Washington State has seen more than 80 cases of the virus, including the first case reported by Starbucks on Friday night at one of its downtown Seattle stores, but the new cases were troubling because older people are seen as most vulnerable to the infection.

Ten deaths have been connected to Life Care Center of Kirkland, and other people associated with the facility, which was first linked to the coronavirus about a week ago, have tested positive.

In Seattle, the Ida Culver House Ravenna senior living complex, which provides independent and assisted living to about 90 people, said that one of its residents tested positive on Friday, two days after the resident was taken to a hospital. A sign in the lobby restricted nonessential visitors from entering.

Residents of the senior living complex were being asked to stay in their apartments as much as possible, Nicole Francois, a spokeswoman for the complex, said. All activities have been canceled, she said, and meals were being brought to each apartment rather than being served in communal areas. All residents were being screened for signs of illness — twice each day as a precaution.

No one else has shown signs of coronavirus, Ms. Francois said. “As far as we know, this is an isolated case.”

Twenty miles east, the Issaquah Nursing & Rehabilitation Center said on Friday that one of its residents tested positive for the virus after going to a hospital on Tuesday. The company said it had already put in place protocols to stop the spread of infections before the resident had gone to the hospital.

“We have asked family and visitors not to visit our facility at this time,” the center said in a statement.

The Seattle region has been on heightened alert with the spread of the coronavirus at Life Care Center in Kirkland, and officials were still grappling to control that outbreak while families have waited, frustrated by a rising death toll and lack of both information and coronavirus testing.

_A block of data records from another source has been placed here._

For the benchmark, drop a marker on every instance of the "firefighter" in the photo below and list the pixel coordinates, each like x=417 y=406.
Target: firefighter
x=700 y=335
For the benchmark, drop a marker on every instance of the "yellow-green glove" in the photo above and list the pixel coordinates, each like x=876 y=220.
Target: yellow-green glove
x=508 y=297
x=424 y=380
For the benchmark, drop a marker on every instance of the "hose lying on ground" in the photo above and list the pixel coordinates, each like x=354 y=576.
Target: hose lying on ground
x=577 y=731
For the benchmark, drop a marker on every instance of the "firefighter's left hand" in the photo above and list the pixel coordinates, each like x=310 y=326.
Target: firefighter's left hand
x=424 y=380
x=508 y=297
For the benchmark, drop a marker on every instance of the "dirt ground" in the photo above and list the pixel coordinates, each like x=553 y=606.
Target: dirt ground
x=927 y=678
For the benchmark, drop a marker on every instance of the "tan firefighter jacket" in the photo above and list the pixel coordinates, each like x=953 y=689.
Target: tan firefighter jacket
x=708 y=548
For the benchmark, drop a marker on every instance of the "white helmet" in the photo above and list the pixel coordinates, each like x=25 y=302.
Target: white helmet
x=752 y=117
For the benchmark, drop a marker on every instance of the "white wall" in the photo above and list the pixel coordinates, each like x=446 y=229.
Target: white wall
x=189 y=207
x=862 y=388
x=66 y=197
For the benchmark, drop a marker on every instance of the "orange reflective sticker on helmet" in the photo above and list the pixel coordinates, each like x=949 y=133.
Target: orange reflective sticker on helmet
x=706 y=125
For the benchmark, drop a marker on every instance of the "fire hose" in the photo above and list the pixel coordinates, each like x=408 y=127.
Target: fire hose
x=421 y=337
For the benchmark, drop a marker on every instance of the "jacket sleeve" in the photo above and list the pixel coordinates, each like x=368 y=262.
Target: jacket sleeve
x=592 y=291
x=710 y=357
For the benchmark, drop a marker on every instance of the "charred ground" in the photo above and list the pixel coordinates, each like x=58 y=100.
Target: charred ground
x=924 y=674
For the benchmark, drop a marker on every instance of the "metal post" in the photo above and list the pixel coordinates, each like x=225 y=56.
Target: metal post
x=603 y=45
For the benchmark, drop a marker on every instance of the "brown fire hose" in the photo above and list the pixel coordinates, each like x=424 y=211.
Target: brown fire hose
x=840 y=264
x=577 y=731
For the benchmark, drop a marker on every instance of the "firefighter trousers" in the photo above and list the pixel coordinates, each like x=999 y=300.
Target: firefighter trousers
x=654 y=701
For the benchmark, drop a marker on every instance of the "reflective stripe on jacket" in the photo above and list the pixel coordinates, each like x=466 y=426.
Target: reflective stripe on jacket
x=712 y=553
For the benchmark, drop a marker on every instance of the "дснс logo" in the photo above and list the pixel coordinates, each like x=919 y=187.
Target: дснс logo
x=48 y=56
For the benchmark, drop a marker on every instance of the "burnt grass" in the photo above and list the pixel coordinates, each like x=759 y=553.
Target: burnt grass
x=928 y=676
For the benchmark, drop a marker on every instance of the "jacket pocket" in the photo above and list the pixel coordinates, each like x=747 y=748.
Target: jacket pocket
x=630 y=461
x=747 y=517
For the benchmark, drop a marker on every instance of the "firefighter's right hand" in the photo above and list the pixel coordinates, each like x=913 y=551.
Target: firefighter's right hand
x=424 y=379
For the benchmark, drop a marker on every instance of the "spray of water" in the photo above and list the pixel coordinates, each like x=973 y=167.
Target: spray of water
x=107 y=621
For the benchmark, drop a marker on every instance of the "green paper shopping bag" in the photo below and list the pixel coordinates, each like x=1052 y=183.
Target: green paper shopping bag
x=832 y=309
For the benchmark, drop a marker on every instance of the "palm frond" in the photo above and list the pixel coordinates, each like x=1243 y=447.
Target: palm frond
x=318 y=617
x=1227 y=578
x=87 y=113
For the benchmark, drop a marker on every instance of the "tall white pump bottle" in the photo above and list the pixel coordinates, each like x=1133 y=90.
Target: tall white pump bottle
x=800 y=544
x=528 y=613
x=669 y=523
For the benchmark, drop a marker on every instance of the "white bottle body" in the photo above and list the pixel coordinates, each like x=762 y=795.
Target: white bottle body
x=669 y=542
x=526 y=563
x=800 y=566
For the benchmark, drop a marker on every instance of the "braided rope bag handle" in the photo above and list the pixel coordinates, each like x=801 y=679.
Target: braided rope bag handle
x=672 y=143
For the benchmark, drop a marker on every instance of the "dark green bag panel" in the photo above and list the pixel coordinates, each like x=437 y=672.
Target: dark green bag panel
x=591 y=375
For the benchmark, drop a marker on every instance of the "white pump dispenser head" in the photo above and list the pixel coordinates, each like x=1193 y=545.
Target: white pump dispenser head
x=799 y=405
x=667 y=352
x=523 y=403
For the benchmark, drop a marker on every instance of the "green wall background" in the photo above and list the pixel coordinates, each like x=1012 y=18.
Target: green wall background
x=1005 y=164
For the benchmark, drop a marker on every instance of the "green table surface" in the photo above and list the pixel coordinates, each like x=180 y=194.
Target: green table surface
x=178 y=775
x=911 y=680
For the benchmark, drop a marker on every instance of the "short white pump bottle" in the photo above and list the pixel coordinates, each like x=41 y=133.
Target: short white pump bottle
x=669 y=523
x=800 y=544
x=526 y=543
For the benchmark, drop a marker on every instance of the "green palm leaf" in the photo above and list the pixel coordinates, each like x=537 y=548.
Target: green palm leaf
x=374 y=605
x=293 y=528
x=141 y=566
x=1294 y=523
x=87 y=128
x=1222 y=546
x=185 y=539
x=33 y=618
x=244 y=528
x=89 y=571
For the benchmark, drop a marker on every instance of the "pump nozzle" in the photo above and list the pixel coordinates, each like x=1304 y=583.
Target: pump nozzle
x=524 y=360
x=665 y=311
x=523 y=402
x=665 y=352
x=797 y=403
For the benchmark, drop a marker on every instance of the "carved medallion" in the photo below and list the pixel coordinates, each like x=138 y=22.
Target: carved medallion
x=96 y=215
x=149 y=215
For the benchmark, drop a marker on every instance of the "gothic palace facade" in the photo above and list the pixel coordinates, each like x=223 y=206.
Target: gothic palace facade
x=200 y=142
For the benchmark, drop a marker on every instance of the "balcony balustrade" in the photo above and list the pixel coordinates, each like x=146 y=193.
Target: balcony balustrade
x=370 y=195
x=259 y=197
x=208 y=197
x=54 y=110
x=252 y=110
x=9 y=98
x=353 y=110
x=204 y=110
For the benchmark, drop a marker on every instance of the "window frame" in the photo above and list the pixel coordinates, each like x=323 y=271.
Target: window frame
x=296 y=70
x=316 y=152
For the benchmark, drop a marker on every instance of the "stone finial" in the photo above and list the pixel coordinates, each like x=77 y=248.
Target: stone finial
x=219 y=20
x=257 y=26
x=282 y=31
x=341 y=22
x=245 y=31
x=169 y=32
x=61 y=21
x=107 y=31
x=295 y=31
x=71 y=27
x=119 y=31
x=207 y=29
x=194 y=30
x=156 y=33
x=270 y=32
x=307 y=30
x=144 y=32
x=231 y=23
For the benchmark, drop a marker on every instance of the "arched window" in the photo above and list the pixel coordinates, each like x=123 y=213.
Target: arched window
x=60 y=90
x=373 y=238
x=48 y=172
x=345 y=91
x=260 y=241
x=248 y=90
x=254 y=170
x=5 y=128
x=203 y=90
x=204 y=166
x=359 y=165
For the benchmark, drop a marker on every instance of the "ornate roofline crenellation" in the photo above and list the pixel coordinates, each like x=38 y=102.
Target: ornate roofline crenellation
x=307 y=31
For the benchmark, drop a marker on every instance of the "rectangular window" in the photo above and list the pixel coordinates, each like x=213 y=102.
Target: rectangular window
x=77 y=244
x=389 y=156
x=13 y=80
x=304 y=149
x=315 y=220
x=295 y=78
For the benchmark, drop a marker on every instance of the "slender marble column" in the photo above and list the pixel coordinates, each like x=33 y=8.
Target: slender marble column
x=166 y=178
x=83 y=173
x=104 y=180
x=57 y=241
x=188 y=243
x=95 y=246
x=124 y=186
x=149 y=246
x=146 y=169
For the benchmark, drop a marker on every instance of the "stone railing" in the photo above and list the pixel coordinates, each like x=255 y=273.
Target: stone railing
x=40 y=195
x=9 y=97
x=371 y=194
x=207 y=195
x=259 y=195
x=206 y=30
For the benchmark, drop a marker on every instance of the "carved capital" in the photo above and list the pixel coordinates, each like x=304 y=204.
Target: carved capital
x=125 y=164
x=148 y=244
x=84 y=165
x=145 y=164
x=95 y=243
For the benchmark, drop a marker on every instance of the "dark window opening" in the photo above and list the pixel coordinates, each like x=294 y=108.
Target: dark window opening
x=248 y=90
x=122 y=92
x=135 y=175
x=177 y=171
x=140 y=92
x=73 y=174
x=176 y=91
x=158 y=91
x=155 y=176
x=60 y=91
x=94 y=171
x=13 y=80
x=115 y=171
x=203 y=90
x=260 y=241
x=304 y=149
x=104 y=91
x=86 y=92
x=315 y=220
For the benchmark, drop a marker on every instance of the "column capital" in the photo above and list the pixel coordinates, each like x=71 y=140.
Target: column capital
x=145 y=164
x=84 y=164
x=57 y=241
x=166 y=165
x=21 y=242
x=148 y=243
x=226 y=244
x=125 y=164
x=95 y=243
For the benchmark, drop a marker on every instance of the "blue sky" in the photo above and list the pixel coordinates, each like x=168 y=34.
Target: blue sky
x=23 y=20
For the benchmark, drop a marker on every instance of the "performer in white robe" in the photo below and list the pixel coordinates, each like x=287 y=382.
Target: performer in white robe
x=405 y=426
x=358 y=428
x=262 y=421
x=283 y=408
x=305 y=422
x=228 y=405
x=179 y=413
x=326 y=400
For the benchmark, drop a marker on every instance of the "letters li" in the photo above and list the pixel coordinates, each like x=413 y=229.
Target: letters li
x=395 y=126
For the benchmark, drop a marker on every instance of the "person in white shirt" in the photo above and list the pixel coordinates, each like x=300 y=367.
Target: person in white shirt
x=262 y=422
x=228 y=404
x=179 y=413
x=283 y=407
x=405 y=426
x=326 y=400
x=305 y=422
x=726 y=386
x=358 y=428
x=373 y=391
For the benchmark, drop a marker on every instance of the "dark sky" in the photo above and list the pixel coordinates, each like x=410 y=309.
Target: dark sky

Officials in King County said that 15 more residents of Life Care had been taken to hospitals over the past day. Dow Constantine, the King County executive, said officials were working to help families who want to remove residents from Life Care and take them home with the necessary medical equipment.

“For the families who say they are not being adequately communicated with, we hear you,” Mr. Constantine said. “We want to make sure everyone has the information and support they need in this time of crisis.”

Because the virus can poses a significant threat to people who are older or have underlying health problems, local public health officials in the Seattle area have encouraged people 60 and older to stay home. Everyone in the county has been encouraged to telecommute rather than go to work.

Friday brought another round of restrictions around the area. The University of Washington, with 50,000 students, announced that it would move to remote learning. Emerald City Comic Con, a convention that draws tens of thousands of people each year, announced that it would postpone until the summer a gathering that was scheduled for next week. The chief federal judge in Seattle ordered the cancellation of all in-person federal court hearings in the western part of the state.

Starbucks said it shut down its store near the downtown Seattle Art Museum after learning Thursday night that an employee had received a diagnosis of coronavirus. The company said it closed the store for a “deep clean” but hoped to have the site open again soon.

Nursing homes and assisted living facilities have long been a place where infections can take hold with devastating consequences. This week, Vice President Mike Pence said 8,200 nursing facility inspectors, funded by the Centers for Medicare and Medicaid Services, would focus exclusively on infection control.